Kleine Restaurants an Hauptstrasse Richtung Faranah
Kleine Restaurants an Hauptstrasse Richtung Faranah — Photo: Flucco | CC BY-SA 4.0

Kindia

Regional capitals in GuineaCities in GuineaWaterfallsFrench West Africa
4 min read

Seven kilometers outside Kindia, in the bush at the foot of Mount Gangan, a French doctor once kept chimpanzees in a menagerie built to study them. He called the place Pastoria. Founded in 1922 by Albert Calmette, then assistant director of the Institut Pasteur in Paris, it was meant to be a research station where great apes could be observed and tested in something closer to their own climate. American primatologists came to source animals here. The chimpanzees did not come willingly, and the science done to them sits uneasily with us now. But it is part of why this railway town in western Guinea matters, and only part.

Born of the Railway

Kindia did not grow up slowly. It was founded in 1904 as a station on the new railway being driven from the coast at Conakry inland toward Kankan, and the town took its shape from the line. Photographs from 1905 show the main street and the gare, the railway station, already laid out with colonial purpose. Around the tracks grew banana plantations, and for decades Kindia shipped fruit down to the port. Then the railway closed, the bananas faded, and the town had to become something other than a depot. Today it is Guinea's fourth-largest city and the capital of its own region, with an estimated population well over 180,000 and rising.

The Bride's Veil

Just outside town, a river throws itself off a cliff and the water spreads as it falls until it hangs against the rock like a sheet of white silk. The French called it the Voile de la Mariée, the bride's veil, and at full flow in the rainy season the name is exact: a pale curtain seeming to drape from the lip of the escarpment. Giant bamboo and rainforest crowd the gorge below, and the cascade has become one of the best-loved natural sights in Guinea. Nearby, Mount Gangan lifts its forested bulk, the first real rampart of the Fouta Djallon, the highland massif whose edge Kindia guards.

A City of Many Tongues

Kindia is a meeting place, and its population shows it. The Susu form the majority and the Susu language is understood by nearly everyone, as it is across western Guinea. The Mandinka follow, and virtually every ethnic group in the country keeps a presence here. After Conakry, Kindia holds the second-largest Sierra Leonean community in Guinea, some nine thousand people, many now Guinean citizens, a reminder that this corner of West Africa has long been porous to people moving in search of work and safety. The result is a town that feels like a crossroads even now that the trains have stopped running.

What the Ground Remembers

Not all of Kindia's history is gentle. In October 2002, mass graves were uncovered near the town, holding hundreds of bodies; one grave was reported to contain four hundred.

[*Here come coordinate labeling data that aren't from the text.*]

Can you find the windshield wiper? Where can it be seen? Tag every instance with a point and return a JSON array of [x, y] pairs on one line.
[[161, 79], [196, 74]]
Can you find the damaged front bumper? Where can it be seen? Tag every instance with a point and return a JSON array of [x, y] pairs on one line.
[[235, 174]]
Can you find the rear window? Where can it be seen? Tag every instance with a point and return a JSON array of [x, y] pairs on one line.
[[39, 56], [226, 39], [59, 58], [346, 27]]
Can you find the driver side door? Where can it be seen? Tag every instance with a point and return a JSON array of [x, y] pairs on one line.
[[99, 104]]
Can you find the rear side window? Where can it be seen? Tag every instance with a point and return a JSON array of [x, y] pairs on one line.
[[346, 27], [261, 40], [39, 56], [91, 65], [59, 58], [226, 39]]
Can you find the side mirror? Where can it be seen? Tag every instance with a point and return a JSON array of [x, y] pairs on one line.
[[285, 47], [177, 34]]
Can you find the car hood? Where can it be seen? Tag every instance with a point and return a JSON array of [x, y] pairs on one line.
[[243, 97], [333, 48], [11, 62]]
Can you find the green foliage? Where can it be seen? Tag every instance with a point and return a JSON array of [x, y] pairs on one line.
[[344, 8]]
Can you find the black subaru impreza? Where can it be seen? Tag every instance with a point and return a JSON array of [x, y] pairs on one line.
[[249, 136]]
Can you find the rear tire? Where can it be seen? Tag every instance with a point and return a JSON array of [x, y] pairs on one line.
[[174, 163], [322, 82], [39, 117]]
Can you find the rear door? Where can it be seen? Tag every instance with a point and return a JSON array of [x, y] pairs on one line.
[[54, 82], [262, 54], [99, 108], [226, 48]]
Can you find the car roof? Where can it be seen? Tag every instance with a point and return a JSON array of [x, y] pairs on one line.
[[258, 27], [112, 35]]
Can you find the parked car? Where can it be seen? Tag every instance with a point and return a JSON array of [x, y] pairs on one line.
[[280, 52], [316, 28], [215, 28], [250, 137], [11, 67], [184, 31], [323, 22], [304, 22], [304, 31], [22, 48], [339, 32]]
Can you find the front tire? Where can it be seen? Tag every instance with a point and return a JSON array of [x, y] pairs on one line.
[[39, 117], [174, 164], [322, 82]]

Most of the dead had been killed on 17 and 18 October 1971 under the regime of Ahmed Sékou Touré, Guinea's first president, during one of the waves of repression that scarred his rule. These were teachers, soldiers, officials, ordinary people swept up in a paranoid purge, and for three decades their families did not know where they lay. To stand in Kindia is to feel both the openness of a crossroads and the long shadow of what a state can do to its own.

From the Air

Kindia lies at roughly 10.05 N, 12.85 W, about 85 miles (135 km) northeast of Conakry. The nearest major airport is Conakry's Ahmed Sékou Touré International (GUCY / CKY); Kindia has its own airstrip for regional and light traffic. From the air, look for the urban grid threaded by the old Conakry-Kankan rail alignment, the wooded mass of Mount Gangan to the north, and the white thread of the Voile de la Mariée waterfall on the escarpment nearby. The town sits at the western edge of the Fouta Djallon, so terrain rises sharply to the east. A viewing altitude of 6,000 to 9,000 feet frames the city against the highland wall; clearest conditions come in the November-March dry season.